What Does Fiat Make?
Fiat 500s are built in Toluca, Mexico. FCA has not stated which, if any, vehicles will replace the 500 at Toluca, nor have they indicated if a new 500 is in the works. This leaves only the 500X crossover, 500L wagon, and 124 Spider convertible. However, further production of the Spider is in jeopardy, too.
Hailed by FCA as the answer for fuel-efficient city cars at the height of the Great Recession, the 500 was expected to hit 50,000 per year sales but it could never squeeze out those figures. From first-year sales of just under 20,000 units, the 500 climbed to 43,722 in 2012, then leveled off to around 35,000 the next two before a nosedive starting in 2015. Last year it sold just 5,000, while the first half of 2019 sales were down to 1,692.
Poor Initial Sales
The late CEO of FCA Sergio Marchionne quipped about the poor sales, “We thought we were going to show up and just because of the fact people like gelato and pasta, people will buy it.” He was funny that way.

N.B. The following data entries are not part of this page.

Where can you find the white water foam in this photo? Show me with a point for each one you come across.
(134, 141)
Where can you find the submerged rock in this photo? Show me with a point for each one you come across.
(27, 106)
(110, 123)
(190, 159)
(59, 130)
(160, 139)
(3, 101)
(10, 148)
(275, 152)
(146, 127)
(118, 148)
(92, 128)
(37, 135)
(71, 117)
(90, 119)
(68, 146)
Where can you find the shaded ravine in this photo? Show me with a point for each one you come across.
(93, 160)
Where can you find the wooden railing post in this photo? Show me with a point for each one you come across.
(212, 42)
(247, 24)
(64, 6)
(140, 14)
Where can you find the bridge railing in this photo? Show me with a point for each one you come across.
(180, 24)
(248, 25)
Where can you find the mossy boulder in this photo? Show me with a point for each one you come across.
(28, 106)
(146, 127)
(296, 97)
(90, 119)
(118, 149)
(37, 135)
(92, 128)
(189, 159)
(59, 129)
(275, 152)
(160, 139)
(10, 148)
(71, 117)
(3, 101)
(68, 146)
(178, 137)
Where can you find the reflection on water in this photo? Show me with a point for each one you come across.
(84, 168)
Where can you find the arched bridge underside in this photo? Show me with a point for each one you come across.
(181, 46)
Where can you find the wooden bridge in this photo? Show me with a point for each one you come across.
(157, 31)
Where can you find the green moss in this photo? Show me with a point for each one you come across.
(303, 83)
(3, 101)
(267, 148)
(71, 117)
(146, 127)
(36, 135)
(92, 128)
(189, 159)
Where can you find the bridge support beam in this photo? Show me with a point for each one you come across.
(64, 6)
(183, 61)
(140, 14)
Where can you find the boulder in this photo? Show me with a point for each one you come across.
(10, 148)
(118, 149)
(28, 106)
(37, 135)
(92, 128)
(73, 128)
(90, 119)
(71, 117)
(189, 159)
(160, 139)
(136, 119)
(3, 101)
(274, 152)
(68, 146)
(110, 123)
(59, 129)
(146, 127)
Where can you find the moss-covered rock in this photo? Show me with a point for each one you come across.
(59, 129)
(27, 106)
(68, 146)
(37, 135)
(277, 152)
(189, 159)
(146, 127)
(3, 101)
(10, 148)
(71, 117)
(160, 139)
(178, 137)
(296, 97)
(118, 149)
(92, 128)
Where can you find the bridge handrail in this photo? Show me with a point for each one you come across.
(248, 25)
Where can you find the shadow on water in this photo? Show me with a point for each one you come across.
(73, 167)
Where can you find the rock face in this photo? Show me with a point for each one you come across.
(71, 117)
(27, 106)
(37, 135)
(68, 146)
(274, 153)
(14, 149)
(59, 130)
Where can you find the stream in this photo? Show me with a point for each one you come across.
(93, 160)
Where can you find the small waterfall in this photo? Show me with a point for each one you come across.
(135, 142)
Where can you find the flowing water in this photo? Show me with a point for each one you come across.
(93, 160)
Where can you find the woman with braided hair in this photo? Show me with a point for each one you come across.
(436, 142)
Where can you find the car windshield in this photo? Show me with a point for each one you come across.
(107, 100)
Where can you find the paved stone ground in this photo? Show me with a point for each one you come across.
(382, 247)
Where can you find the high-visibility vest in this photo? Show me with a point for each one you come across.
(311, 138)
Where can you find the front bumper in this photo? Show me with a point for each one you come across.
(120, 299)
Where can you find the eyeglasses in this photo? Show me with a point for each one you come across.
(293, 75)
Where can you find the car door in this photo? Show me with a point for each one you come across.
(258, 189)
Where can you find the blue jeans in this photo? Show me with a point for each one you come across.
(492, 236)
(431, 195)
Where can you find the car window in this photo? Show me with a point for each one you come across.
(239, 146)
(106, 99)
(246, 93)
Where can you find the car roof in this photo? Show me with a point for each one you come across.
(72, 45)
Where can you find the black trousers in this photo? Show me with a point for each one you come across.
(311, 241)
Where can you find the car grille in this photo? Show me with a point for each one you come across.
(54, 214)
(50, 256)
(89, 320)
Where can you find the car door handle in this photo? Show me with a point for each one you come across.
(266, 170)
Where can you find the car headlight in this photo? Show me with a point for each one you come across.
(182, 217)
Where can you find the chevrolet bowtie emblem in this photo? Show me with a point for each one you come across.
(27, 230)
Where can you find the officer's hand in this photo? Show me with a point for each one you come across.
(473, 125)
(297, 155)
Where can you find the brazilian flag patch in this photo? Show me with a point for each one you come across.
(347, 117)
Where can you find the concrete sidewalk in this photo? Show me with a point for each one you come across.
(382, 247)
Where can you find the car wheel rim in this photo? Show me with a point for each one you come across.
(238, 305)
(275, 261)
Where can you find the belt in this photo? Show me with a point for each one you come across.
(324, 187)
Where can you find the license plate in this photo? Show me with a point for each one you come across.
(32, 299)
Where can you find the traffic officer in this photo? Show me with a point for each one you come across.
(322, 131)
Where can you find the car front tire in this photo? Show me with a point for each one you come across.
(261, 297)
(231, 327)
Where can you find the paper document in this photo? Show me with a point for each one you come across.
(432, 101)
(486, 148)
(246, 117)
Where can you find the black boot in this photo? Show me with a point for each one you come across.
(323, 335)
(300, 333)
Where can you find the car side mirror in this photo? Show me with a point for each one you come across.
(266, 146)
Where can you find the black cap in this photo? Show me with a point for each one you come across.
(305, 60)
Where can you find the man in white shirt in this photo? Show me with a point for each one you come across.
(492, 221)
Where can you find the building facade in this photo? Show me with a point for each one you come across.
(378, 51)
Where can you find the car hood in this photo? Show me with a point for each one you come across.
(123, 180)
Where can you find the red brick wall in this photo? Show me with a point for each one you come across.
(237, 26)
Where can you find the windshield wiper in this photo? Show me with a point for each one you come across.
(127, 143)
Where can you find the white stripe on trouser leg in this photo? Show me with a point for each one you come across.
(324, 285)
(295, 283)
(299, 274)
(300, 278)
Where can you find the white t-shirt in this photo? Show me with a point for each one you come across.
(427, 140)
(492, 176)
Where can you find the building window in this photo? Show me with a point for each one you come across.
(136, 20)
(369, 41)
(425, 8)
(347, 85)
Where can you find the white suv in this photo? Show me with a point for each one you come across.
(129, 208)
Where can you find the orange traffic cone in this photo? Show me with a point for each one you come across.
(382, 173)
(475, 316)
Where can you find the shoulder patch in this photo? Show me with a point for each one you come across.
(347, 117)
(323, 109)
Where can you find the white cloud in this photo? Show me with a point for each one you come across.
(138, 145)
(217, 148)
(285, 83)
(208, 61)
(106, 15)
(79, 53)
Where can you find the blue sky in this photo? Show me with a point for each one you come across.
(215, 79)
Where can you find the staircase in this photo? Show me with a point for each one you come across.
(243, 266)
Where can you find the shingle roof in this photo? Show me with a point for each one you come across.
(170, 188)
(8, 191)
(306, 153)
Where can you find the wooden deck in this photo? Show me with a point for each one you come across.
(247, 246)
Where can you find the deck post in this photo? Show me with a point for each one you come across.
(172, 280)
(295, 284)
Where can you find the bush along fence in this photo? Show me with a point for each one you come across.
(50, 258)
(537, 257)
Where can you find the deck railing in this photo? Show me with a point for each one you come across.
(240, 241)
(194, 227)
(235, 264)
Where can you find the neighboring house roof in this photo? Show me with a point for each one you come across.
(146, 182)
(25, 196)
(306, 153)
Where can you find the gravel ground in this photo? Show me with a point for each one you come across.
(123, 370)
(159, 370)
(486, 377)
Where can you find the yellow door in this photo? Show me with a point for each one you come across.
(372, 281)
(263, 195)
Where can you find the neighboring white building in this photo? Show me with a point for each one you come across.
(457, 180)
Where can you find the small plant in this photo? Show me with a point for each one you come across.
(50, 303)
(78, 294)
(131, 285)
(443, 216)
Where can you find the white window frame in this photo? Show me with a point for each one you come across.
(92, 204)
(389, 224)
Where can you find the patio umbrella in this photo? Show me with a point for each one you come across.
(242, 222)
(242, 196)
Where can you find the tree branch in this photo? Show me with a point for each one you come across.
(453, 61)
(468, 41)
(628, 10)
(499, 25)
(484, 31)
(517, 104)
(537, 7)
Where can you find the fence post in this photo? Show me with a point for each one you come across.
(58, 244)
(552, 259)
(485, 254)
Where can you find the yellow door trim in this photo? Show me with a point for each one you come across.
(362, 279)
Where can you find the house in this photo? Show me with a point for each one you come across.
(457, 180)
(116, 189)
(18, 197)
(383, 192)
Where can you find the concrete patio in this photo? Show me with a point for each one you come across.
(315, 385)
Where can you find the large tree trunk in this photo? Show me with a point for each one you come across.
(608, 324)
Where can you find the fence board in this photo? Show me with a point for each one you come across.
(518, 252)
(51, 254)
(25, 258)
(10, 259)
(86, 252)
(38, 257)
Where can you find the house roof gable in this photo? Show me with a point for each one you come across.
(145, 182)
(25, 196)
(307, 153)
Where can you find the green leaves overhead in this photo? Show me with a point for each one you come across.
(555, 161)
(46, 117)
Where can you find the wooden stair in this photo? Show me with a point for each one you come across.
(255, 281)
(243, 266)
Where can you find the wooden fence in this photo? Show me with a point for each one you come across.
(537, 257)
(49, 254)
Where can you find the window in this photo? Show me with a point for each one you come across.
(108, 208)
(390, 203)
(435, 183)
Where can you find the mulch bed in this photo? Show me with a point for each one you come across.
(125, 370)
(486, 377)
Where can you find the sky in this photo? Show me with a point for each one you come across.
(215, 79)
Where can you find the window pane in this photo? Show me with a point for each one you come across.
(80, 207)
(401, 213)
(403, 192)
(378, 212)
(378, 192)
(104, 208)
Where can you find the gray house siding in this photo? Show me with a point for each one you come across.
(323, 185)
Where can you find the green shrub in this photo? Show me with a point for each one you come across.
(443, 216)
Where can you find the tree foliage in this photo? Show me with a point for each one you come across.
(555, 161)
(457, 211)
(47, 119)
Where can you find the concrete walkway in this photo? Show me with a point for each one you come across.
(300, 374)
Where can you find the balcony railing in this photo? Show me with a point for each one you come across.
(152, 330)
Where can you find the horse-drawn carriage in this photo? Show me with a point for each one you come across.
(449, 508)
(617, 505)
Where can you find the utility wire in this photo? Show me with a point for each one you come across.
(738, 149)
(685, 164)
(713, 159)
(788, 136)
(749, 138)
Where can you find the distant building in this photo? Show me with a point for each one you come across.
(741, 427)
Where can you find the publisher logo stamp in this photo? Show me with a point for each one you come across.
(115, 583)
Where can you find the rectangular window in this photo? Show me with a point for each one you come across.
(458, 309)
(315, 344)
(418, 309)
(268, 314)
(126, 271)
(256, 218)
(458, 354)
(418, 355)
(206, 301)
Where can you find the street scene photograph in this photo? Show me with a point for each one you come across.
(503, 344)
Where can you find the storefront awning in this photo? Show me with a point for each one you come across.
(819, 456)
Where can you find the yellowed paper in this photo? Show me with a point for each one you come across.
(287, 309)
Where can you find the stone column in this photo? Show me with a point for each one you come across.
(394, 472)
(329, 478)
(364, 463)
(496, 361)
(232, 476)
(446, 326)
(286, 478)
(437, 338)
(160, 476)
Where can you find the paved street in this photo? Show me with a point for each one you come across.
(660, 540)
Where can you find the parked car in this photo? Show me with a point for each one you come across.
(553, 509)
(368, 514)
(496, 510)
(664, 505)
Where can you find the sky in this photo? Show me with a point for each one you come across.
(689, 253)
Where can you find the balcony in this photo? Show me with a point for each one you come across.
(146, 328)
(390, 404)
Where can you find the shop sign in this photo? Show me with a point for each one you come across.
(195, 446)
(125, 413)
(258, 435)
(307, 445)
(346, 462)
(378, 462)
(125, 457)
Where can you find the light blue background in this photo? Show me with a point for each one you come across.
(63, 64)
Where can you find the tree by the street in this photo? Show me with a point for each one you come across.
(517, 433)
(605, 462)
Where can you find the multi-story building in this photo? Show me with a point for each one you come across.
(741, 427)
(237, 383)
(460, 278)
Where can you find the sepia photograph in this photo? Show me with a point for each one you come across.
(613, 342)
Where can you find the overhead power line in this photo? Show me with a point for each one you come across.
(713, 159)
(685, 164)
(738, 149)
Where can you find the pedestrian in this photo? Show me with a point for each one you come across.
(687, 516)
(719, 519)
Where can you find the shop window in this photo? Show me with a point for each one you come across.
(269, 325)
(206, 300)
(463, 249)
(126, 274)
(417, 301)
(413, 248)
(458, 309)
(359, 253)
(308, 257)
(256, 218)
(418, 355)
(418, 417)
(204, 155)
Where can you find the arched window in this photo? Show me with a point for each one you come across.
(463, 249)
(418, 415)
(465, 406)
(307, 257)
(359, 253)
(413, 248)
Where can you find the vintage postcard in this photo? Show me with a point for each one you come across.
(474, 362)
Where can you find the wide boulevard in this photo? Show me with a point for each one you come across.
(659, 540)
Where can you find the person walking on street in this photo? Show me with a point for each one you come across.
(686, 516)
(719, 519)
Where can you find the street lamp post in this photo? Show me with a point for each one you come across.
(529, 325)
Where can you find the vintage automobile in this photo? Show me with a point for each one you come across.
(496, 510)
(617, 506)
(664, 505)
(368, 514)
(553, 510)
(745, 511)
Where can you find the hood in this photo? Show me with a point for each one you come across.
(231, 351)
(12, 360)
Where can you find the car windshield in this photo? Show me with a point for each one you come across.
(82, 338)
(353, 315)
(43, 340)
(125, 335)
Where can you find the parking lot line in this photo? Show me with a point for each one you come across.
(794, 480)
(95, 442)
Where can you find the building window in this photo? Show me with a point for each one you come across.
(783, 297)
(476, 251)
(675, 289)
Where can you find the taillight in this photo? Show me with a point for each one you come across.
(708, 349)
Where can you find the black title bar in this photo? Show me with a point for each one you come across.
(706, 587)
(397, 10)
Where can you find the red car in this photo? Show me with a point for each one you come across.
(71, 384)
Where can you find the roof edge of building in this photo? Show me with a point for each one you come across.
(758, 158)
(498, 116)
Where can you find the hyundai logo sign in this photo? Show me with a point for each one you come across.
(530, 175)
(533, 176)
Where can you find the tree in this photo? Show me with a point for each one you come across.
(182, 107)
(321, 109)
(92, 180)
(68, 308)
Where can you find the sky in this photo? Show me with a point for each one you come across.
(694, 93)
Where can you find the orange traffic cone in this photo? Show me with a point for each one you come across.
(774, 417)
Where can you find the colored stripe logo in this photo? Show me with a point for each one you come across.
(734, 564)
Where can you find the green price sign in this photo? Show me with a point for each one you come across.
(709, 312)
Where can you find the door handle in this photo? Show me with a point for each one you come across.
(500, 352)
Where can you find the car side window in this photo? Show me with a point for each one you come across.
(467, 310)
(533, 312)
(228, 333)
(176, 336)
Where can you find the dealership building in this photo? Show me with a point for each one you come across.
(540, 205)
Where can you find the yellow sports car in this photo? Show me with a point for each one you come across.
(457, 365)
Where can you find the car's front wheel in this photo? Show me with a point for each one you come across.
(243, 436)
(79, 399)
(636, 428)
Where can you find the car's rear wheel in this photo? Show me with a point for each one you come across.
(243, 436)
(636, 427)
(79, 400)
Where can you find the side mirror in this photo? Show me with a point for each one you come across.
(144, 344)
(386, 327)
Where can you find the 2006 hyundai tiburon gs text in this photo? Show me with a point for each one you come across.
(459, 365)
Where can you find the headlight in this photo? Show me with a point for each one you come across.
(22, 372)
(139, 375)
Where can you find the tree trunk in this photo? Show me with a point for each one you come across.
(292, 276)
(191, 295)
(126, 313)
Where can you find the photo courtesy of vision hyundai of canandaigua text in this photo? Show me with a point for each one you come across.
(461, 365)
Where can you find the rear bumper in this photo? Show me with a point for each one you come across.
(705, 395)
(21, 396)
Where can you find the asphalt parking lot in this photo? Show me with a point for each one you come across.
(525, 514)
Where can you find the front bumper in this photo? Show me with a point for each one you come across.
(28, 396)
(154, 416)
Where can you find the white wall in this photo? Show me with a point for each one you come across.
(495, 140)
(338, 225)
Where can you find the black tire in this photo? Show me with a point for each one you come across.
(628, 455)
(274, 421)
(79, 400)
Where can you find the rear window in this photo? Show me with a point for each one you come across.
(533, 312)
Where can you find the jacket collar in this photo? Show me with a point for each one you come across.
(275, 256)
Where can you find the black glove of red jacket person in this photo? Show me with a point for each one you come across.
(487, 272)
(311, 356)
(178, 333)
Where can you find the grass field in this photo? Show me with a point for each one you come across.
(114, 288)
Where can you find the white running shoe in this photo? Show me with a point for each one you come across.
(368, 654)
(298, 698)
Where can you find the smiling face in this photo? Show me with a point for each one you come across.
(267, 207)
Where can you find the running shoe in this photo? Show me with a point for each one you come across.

Though the timing seemed right, gas prices started plunging and consumers refocussed onto trucks and SUVs, this just never allowed the 500 to get a good toe-hold in the US. The 500 has been quite popular in Europe, though.
The idea behind the 500 was as an homage to the original Nuova 500 from 1957. Power for the Nuova was from an air-cooled 20 hp two-cylinder engine, positioned in the rear like a VW. It was the Italian VW Beetle or the car version of a Vespa–take your pick. By the early-1960s they were everywhere in Europe due to their cheap price, easy maintenance, and small size preferred in busy downtown traffic.
Also called “Cinquecento” which is Italian for “500” production ran for 18 years with only minor updates. It was so basic that a fuel gauge was an option for years.
First Produced in 2007
Production of the new 500 actually started in 2007 in Europe. Looking much like its inspiration, it is larger and more highly finished than the spartan originals. Now the power comes from a 1.4-liter four-cylinder MultiAir turbocharged engine with 135 hp and 150 lb-ft of torque. Both a five-speed manual or six-speed automatic is available.
The performance Abarth editions up the power to 160 hp and 170 lb-ft of torque. 0-to-60 times are just under seven seconds. With all of that power, average gas mileage is 30 mph.
The closest thing that compares to a 500 in the US is a Honda Fit or Ford Fiesta. The Abarth edition’s closest competition is the Fiesta ST or Mini Cooper S.
The Abarth distinguishes itself from the standard 500 with a spoiler, dual exhaust system, and side sill ground effects. Inside high-back bucket seats, a racing harness, three-spoke leather-wrapped steering wheel, five-inch touchscreen display, Bluetooth connectivity, a rear backup camera, and rear park assist are part of the package.